This is an automated email from the ASF dual-hosted git repository.
yuqi4733 pushed a commit to branch branch-1.2
in repository https://gitbox.apache.org/repos/asf/gravitino.git
The following commit(s) were added to refs/heads/branch-1.2 by this push:
new 0b4612d3af [Cherry-pick to branch-1.2] [#10315]fix(client-python): Fix
GCS credential handling for gcsfs 2026.2.0 compatibility (#10317) (#10328)
0b4612d3af is described below
commit 0b4612d3af28c3a26228868c1e4c1c86432b44b5
Author: github-actions[bot]
<41898282+github-actions[bot]@users.noreply.github.com>
AuthorDate: Tue Mar 10 17:15:47 2026 +0800
[Cherry-pick to branch-1.2] [#10315]fix(client-python): Fix GCS credential
handling for gcsfs 2026.2.0 compatibility (#10317) (#10328)

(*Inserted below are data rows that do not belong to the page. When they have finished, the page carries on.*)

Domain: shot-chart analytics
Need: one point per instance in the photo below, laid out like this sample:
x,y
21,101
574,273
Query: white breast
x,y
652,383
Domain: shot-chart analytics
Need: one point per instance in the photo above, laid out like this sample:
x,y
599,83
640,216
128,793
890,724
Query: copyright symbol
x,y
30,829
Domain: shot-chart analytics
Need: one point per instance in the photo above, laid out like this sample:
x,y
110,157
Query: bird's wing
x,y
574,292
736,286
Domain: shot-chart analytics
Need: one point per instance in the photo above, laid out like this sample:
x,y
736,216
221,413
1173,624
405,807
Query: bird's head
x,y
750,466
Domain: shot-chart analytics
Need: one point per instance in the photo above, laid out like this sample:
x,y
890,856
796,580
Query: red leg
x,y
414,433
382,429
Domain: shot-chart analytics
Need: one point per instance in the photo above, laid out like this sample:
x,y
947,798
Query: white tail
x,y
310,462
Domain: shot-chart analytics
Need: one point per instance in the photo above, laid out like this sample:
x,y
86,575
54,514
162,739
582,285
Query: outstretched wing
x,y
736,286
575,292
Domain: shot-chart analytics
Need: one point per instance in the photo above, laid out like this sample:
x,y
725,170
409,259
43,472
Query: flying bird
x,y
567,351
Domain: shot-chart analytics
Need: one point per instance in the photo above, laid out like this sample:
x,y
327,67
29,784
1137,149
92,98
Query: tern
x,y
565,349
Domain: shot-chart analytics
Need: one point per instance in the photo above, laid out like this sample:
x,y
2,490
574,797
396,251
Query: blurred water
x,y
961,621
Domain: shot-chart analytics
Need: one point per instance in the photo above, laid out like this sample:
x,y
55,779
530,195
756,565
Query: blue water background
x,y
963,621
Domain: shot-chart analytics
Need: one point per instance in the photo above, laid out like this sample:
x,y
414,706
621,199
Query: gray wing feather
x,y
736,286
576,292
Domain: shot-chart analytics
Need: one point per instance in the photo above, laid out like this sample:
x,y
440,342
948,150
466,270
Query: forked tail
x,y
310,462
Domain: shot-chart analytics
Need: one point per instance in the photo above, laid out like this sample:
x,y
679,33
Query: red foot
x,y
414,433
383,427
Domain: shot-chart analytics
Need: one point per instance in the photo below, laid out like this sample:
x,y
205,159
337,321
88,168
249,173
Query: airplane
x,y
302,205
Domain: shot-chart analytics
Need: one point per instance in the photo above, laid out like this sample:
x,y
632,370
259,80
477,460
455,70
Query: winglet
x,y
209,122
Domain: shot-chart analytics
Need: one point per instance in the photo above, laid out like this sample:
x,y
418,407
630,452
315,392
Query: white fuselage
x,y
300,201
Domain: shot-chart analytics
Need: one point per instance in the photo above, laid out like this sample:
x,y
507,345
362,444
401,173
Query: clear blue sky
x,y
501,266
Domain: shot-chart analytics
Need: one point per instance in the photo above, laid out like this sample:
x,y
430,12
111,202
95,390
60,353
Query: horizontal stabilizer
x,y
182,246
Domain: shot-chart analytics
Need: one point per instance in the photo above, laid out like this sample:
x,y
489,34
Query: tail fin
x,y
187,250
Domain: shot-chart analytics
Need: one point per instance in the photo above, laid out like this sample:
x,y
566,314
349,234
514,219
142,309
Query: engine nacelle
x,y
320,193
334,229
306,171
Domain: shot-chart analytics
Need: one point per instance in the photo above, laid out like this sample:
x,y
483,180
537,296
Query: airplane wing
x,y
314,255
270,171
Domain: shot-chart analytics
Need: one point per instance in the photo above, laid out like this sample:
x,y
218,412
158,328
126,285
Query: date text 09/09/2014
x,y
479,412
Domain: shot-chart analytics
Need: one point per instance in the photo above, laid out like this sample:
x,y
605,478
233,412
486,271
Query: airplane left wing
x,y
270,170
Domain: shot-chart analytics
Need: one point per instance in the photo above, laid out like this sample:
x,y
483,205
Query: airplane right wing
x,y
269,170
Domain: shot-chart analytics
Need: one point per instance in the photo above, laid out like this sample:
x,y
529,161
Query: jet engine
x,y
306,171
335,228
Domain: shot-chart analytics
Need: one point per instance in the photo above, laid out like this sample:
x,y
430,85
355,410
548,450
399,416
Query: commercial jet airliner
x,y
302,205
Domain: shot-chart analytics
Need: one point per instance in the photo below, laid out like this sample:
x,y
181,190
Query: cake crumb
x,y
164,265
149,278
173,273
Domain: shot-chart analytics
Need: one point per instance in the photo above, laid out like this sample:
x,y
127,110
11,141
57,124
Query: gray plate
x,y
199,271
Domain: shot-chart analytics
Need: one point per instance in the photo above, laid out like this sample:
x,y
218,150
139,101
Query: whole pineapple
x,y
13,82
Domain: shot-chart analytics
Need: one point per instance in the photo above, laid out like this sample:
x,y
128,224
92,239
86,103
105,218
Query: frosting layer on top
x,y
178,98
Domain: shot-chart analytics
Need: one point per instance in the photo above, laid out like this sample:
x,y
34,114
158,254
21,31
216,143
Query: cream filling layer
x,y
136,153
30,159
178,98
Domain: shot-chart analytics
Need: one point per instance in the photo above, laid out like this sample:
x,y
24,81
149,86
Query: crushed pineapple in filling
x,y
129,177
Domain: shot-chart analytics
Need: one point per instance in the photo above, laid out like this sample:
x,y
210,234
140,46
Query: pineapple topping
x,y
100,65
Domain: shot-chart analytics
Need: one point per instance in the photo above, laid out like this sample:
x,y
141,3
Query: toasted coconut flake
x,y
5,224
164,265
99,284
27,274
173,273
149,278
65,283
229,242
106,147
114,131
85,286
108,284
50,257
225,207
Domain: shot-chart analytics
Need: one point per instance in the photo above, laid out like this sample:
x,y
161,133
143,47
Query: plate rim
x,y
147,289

**Cherry-pick Information:**
- Original commit: 34938d52aff8d2485015941724b01a8a0edfa314
- Target branch: `branch-1.2`
- Status: ✅ Clean cherry-pick (no conflicts)
Co-authored-by: geyanggang <[email protected]>
---
.../gravitino/filesystem/gvfs_storage_handler.py | 51 +++++++++++++++++++++-
1 file changed, 50 insertions(+), 1 deletion(-)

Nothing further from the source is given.